Tras escuchar cómo se cerraba la puerta de la calle, oyó los pasos de Ramón. Venía a su encuentro. Sonsoles se puso de pie. Se vieron y se abrazaron. El ministro se despojó del abrigo y el sombrero. La contempló como quien mira una obra de arte.
—¿No me vas a decir nada? —dijo ella.
—Este momento para mí es único. No me canso de mirarte. —A medida que hablaba iba apartando el velo de su cara. La besó repetidamente en la boca.
Sonsoles se quitó el abrigo y desenganchó de su pelo el sombrero.
—¿Quién es la viuda de Gámez?
—La mujer de un antiguo compañero que murió en el frente. Nos deja su casa para asuntos de estado y se lleva un dinero que le hace mucha falta.
—Entiendo.
—¿Tienes hambre? Podemos comer algo. Nos ha dejado hecha la comida.
—Te acompaño, si quieres. Yo no tengo apetito, la verdad.

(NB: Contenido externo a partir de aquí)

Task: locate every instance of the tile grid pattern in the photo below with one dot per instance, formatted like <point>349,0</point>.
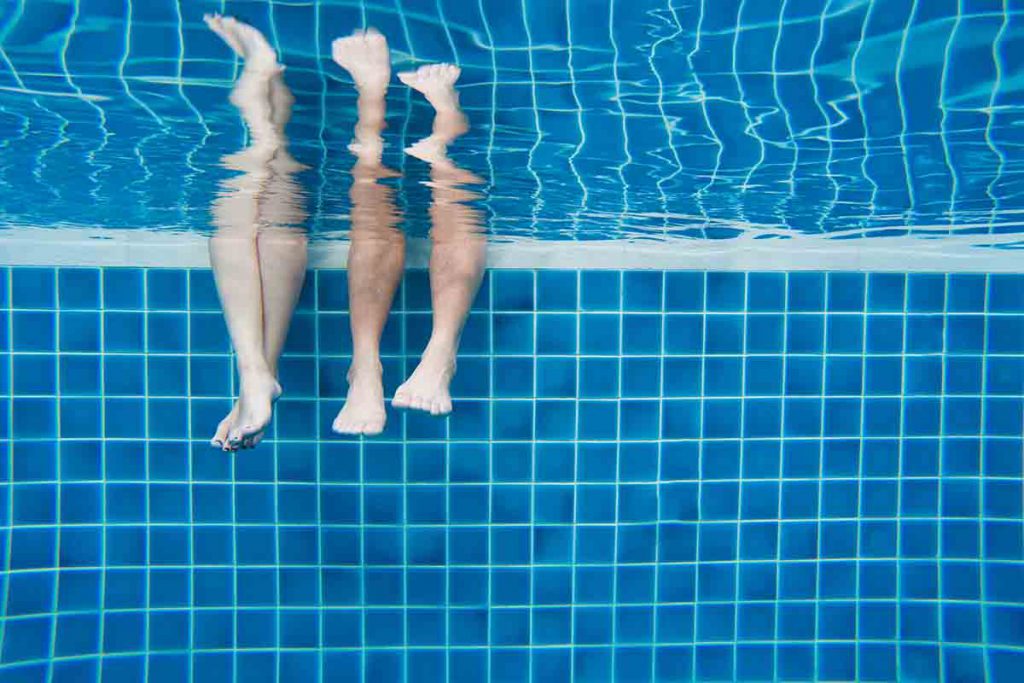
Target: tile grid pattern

Fueron de la mano hasta el comedor. Los platos estaban puestos en la mesa, pero él no se detuvo, sino que siguió hacia las habitaciones. Una cama de matrimonio estaba abierta con las sábanas blancas recién cambiadas.
—¿Sabía que íbamos a venir a…?
—Cuando uno deja su casa no sabe lo que van a hacer los que la ocupan. Lo prevé todo.
—¿Has venido más veces aquí? —quiso saber ella.
—Sí —contestó escuetamente el ministro.
Sonsoles no quiso seguir preguntando. Si lo hacía, seguramente se ofendería. Estaba claro que no era la primera mujer que llevaba allí. Cambió de tema.
—¿Qué ocurre? ¿Cómo es que me llamaste ayer tan tarde?
La invitó a que se sentara en el borde de aquella cama abierta, pero Sonsoles dio vuelta atrás y regresó al salón sin esperar su contestación. Ramón, que quería amarla sin ningún preámbulo, se dio cuenta de que tendría que refrenar su pasión. Encendió un cigarrillo. Sonsoles le pidió otro. Se sentaron en el sofá. La marquesa quería hablar, oírle y decidir.
—No estoy en mi mejor momento. Hay muchos intereses en mi contra.
—Las noticias parecen decir lo contrario. Todo el mundo elogia tu trabajo. Casi más que el de Franco —se extrañó ella.
—Ese ha sido mi mal. Hacer las cosas bien. Mi cuñado me ha quitado a mis hombres más leales y ahora me encuentro solo en el ministerio. Bueno, sigue estando conmigo el barón De las Torres, pero me ha obligado a cesar a Tovar y a Ridruejo. Ha sido bastante duro.
—Son momentos convulsos. Llevas mucho peso a tus espaldas.
—Háblame de ti. Precisamente quiero olvidarme del trabajo y de los problemas. ¿Cómo van las cosas por tu casa?
—Pues no muy bien. No tengo muchas ganas de moverme. Paso la mayor parte de la mañana pegada al teléfono.
—Lo siento. Estoy siendo muy egoísta. Tú esperas y yo llamo cuando puedo.
—No me importaría si esa espera no fuera demasiado prolongada. Da la sensación de que te olvidas de mí.
—¿Tú crees?
Fue decirle eso y empezó a besarla con ternura. Esta vez contuvo su ansiedad. Fue poco a poco. Se dio cuenta de que con Sonsoles no valían las prisas. Las cosas sucederían cuando ella quisiera. Esperó.